Are We Ready to Move from Operative to Non-Operative/Preventive Treatment of Dental Caries in Clinical Practice?
Author(s) -
Nigel Pitts
Publication year - 2004
Publication title -
caries research
Language(s) - English
Resource type - Journals
SCImago Journal Rank - 1.355
H-Index - 100
eISSN - 1421-976X
pISSN - 0008-6568
DOI - 10.1159/000077769
Subject(s) - medicine , preventive care , disease , dentistry , general partnership , carious lesion , etiology , health care , psychiatry , enamel paint , finance , pathology , economics , economic growth
This review focuses on the clinical interactions between patients and the dental team, not on caries prevention at a public health level. Many dentists no longer take a narrow surgical view seeking to apply interventive treatment as a one-off event at a certain trigger point of disease severity and the evidence that caries is an initially reversible, chronic disease with a known multi-factorial aetiology is being appreciated more widely. The caries process should be managed over time in an individualized way for each patient. Very few individuals can be considered to be truly 'caries free' when initial lesions as well as more advanced dentine lesions are considered.

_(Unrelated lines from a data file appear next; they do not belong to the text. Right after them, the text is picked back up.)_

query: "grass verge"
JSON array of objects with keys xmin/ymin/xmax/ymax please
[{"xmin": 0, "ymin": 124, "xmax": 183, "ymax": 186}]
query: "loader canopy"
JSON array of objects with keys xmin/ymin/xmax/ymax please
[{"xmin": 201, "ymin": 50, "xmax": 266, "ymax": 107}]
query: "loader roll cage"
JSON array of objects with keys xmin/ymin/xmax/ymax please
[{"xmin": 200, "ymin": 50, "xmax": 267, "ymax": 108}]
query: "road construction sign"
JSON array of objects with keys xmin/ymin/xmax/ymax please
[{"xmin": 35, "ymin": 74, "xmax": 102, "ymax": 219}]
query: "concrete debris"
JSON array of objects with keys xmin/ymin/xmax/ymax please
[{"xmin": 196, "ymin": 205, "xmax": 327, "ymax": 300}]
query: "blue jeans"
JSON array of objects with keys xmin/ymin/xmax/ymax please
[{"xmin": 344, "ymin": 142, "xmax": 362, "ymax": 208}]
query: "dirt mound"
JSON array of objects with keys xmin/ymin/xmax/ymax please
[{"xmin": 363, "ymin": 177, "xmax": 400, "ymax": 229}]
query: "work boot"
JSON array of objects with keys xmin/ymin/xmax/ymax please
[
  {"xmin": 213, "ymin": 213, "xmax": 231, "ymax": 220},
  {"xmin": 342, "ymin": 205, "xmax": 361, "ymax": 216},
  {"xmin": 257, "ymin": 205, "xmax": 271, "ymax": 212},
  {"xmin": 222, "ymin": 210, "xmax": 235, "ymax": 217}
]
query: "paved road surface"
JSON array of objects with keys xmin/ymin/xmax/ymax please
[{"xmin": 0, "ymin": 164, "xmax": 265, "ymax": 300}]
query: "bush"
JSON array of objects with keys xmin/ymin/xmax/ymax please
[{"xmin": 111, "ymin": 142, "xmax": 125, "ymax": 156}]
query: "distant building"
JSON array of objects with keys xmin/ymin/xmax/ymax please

It is now very clear that, by itself, restorative treatment of the disease does not 'cure' caries. The caries process needs to be managed, in partnership with patients, over the changing challenges of a lifetime. The answer to the question posed in the title should be, in many cases, that we are ready to move to non-operative/preventive care (if we have not done so already). However, this should be for appropriate stages of lesion extent and in patients who respond to advice on recall frequency and preventive behaviours.